Source: classfmonline.com

Cash-for-seat: Publish cost of emergency sitting – Group

Professor Mike Ocquaye, Speaker of Parliament Professor Mike Ocquaye, Speaker of Parliament

Civil society group, Parliamentary News Africa (PNAfrica), has called on the leadership of Ghana’s parliament to publish the cost of the emergency sitting of Members of Parliament to consider a motion filed by the Minority in respect of the $100,000 allegedly charged expatriate businessmen who sat close to the president during a presidential dinner in Accra.

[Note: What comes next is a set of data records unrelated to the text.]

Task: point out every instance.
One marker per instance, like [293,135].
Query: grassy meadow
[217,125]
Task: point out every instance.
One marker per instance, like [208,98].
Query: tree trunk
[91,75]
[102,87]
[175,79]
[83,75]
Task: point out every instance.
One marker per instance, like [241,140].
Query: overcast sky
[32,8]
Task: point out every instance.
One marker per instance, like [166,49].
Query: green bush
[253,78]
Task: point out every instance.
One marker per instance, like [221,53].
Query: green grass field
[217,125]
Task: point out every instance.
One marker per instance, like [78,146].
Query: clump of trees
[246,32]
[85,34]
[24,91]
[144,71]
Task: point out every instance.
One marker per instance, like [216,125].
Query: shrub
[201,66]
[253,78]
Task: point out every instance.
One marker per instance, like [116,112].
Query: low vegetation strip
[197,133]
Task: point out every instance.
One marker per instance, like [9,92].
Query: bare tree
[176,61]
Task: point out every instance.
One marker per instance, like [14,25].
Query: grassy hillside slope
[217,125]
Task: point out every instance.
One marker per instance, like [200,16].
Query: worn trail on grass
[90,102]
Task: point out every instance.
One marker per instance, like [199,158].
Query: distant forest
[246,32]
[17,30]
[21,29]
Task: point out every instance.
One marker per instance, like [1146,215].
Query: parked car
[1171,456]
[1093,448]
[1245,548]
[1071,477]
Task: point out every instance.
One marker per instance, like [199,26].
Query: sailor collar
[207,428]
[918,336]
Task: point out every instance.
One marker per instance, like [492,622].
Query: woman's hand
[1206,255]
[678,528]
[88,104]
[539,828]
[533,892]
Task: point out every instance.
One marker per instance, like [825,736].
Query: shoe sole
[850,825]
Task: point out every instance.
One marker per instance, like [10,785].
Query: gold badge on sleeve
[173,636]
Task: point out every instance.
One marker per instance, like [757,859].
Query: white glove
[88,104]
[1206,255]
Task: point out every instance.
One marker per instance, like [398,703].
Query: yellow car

According to the group, per best practices in most democracies the cost of such sittings should be known by the taxpayer, a situation that makes it mandatory for the leadership of the legislature in Ghana to make public the cost of that sitting.

The Speaker of parliament Professor Mike Ocquaye, after receiving a motion from Majority Chief and Member of Parliament for Asawase, Mohammed Muntaka Mubarak recalled the MPs from recess for deliberations on Friday January 5.

After the emergency sitting characterised by heated arguments from both the Minority and the Majority, the Speaker set up a five-member ad hoc committee to investigate the $100,000 allegedly charged the businessmen by the Trade Ministry.

The committee is chaired by Member of Parliament for Sunyani East, Kwasi Ameyaw-Cheremeh. The other members are Dr Mark Assibey-Yeboah, an Economist and Member of Parliament for New Juaben South, Yaw Buabeng Asamoah, MP for Adentan, Member of Parliament for Ketu North, James Klutse Avedzi and Dominic Ayine, MP for Bolgatanga East.

The committee is expected to submit its report to the Speaker on 24 January 2018.

A statement A statement signed by Sammy Obeng, Executive Director for PNAfrica, said , among other things that : “We call on the Parliamentary services – with the Rt Hon Ocquaye as the Chairman of its Board; and the Clerk of Parliament as the administrative head of Ghana’s legislature, to make the cost of this emergency recall and previous emergency recalls.

“Transparency and accountability cannot be over emphasized in good governance and democracy. Ghana’s parliament has over the years exercised its mandatory rule over pressing issues through the process of emergency recalls and it is about time the taxpayer knows how much such processes cost us.

“Parliaments in many countries of the world have been proactive to announce to the public how much such exercises have cost, but this has not been so in the many emergencies recalls we have witnessed in Ghana.”